FreeBSD Manual Pages

  
 
  

home | help
rwcount(1)			SiLK Tool Suite			    rwcount(1)

NAME
       rwcount - Print traffic summary across time

SYNOPSIS
	 rwcount [--bin-size=SIZE] [--load-scheme=LOADSCHEME]
	       [--start-time=START_TIME] [--end-time=END_TIME]
	       [--skip-zeroes] [--bin-slots] [--epoch-slots]
	       [--timestamp-format=FORMAT] [--no-titles]
	       [--no-columns] [--column-separator=CHAR]
	       [--no-final-delimiter] [{--delimited | --delimited=CHAR}]
	       [--print-filenames] [--copy-input=PATH] [--output-path=PATH]
	       [--pager=PAGER_PROG] [--site-config-file=FILENAME]
	       [{--legacy-timestamps | --legacy-timestamps={1,0}}]
	       {[--xargs] | [--xargs=FILENAME] | [FILE [FILE ...]]}

	 rwcount --help

	 rwcount --version

DESCRIPTION
       rwcount summarizes SiLK flow records across time.  It counts the
       records in the input stream, and	groups their byte and packet totals
       into time bins.	rwcount	produces textual output	with one row for each
       bin.

       rwcount reads SiLK Flow records from the	files named on the command
       line or from the	standard input when no file names are specified	and
       --xargs is not present.	To read	the standard input in addition to the
       named files, use	"-" or "stdin" as a file name.	If an input file name
       ends in ".gz", the file is uncompressed as it is	read.  When the
       --xargs switch is provided, rwcount reads the names of the files	to
       process from the	named text file	or from	the standard input if no file
       name argument is	provided to the	switch.	 The input to --xargs must
       contain one file	name per line.

       rwcount splits each flow	record into bins whose size is determined by
       the argument to the --bin-size switch.  When that switch	is not
       provided, rwcount uses 30-second	bins by	default.

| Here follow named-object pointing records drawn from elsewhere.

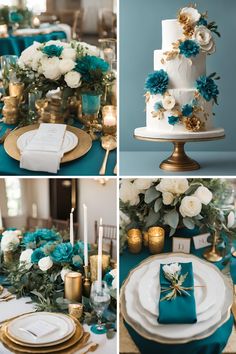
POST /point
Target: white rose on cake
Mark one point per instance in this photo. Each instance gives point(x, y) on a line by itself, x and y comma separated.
point(10, 240)
point(25, 258)
point(168, 102)
point(205, 39)
point(45, 263)
point(191, 14)
point(204, 195)
point(129, 193)
point(73, 79)
point(190, 206)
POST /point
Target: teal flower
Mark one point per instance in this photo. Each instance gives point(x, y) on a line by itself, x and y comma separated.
point(207, 88)
point(157, 106)
point(187, 110)
point(77, 261)
point(52, 50)
point(157, 82)
point(189, 48)
point(37, 255)
point(62, 253)
point(172, 120)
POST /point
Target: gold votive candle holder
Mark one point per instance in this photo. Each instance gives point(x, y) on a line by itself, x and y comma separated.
point(94, 265)
point(16, 89)
point(109, 120)
point(76, 310)
point(134, 240)
point(156, 239)
point(73, 286)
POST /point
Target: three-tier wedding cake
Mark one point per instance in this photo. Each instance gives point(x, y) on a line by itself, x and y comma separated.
point(179, 94)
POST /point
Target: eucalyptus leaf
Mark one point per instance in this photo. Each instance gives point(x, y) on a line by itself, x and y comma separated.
point(172, 219)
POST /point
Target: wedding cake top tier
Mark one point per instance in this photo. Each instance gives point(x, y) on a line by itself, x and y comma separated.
point(172, 31)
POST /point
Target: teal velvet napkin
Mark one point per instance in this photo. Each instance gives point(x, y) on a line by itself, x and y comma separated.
point(182, 309)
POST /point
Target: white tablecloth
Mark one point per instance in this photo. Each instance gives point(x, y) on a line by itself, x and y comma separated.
point(16, 307)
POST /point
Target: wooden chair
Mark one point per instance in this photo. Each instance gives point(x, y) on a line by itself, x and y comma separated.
point(109, 237)
point(38, 223)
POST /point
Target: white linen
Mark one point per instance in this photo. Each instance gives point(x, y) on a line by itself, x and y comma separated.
point(44, 151)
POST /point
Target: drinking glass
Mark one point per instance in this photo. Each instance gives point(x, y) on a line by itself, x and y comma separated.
point(99, 300)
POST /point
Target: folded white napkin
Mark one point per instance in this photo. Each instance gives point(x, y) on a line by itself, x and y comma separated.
point(44, 151)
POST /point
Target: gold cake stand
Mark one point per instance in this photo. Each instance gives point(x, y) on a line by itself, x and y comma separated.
point(179, 161)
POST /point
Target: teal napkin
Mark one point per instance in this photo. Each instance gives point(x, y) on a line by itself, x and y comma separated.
point(182, 309)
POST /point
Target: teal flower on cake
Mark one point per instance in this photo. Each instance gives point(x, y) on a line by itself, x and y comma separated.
point(187, 110)
point(52, 50)
point(62, 253)
point(189, 48)
point(172, 120)
point(207, 87)
point(37, 255)
point(157, 82)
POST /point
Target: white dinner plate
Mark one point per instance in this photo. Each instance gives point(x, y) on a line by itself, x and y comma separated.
point(69, 143)
point(60, 328)
point(172, 332)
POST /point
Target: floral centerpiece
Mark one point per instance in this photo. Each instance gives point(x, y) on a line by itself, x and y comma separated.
point(174, 203)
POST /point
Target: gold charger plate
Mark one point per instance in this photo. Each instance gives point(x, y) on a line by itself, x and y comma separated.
point(84, 145)
point(17, 347)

       By default, the first row of data rwcount prints	is the bin containing
       the starting time of the	earliest record	that appears in	the input.
       rwcount then prints a row for every bin until it	reaches	the bin
       containing the most recent ending time.	Rows whose counts are zero are
       printed unless the --skip-zero switch is	specified.

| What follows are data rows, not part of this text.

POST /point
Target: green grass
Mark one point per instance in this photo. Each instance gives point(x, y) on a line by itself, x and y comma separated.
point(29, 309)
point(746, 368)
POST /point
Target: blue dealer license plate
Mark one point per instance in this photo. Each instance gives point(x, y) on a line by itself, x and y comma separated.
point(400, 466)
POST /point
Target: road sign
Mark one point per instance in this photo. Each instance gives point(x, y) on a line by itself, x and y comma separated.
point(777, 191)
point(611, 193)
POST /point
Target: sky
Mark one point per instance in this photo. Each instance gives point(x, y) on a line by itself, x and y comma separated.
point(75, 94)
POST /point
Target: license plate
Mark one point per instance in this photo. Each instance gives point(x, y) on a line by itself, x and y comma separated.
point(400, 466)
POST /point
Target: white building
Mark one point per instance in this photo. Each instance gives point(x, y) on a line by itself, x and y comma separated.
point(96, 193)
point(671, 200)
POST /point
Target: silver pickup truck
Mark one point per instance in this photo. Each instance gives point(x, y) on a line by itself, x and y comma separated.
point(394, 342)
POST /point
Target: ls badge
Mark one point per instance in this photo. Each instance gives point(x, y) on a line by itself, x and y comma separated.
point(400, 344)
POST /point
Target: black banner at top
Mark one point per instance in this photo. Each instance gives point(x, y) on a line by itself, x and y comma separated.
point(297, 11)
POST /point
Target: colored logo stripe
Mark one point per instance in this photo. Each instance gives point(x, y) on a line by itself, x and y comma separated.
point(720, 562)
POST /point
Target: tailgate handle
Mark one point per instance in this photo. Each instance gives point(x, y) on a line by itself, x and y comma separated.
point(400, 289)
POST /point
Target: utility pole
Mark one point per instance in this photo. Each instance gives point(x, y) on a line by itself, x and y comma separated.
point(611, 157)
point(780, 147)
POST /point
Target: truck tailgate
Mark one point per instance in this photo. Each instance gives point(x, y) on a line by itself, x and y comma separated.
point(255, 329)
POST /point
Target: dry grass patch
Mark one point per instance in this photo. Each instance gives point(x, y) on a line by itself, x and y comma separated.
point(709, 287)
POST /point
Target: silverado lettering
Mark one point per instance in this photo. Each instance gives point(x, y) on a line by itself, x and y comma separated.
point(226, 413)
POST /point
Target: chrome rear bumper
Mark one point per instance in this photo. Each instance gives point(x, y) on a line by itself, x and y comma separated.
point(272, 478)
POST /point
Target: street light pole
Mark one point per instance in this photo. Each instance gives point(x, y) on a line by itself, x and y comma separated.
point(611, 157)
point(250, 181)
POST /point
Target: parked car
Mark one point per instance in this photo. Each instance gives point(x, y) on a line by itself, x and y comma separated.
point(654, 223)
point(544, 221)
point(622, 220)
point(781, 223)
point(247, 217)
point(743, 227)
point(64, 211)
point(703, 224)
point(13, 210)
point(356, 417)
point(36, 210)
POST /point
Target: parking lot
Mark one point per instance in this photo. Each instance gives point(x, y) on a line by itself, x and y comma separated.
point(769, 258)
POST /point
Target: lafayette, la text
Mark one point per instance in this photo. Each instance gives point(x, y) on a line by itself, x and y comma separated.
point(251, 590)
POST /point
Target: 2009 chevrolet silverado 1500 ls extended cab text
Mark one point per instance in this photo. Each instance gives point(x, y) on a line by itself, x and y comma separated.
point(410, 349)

       The --start-time	and --end-time switches	tell rwcount to	use a specific
       time for	the first row and the final row.  The --start-time switch
       always sets the time stamp on the first bin to the specified time.
       With the	--end-time switch, rwcount computes a maximum end-time by
       setting any unspecified hour, minute, second, and millisecond field to
       its maximum value, and the final	bin is that which contains the maximum
       end-time.

       When --start-time and --end-time	are both specified, rwcount reserves
       the memory for the bins before it begins	processing the records.	 If
       the memory cannot be allocated, rwcount exits.  If this happens,	try
       reducing	the time span or increasing the	bin-size.

   Load	Scheme
       A router	or other flow generator	summarizes the traffic it sees into
       records.	 In addition to	the five-tuple (source port and	address,
       destination port	and address, and protocol), the	record has its start
       time, end time, total byte count, and total packet count.  There	is no
       way to know how the bytes and packets were distributed during the
       duration	of the record: their distribution could	be front-loaded, back-
       loaded, uniform,	et cetera.

       When the	start and end times of a individual flow record	put that
       record into a single bin, rwcount can simply add	that record's volume
       (byte and packet	counts)	to the bin.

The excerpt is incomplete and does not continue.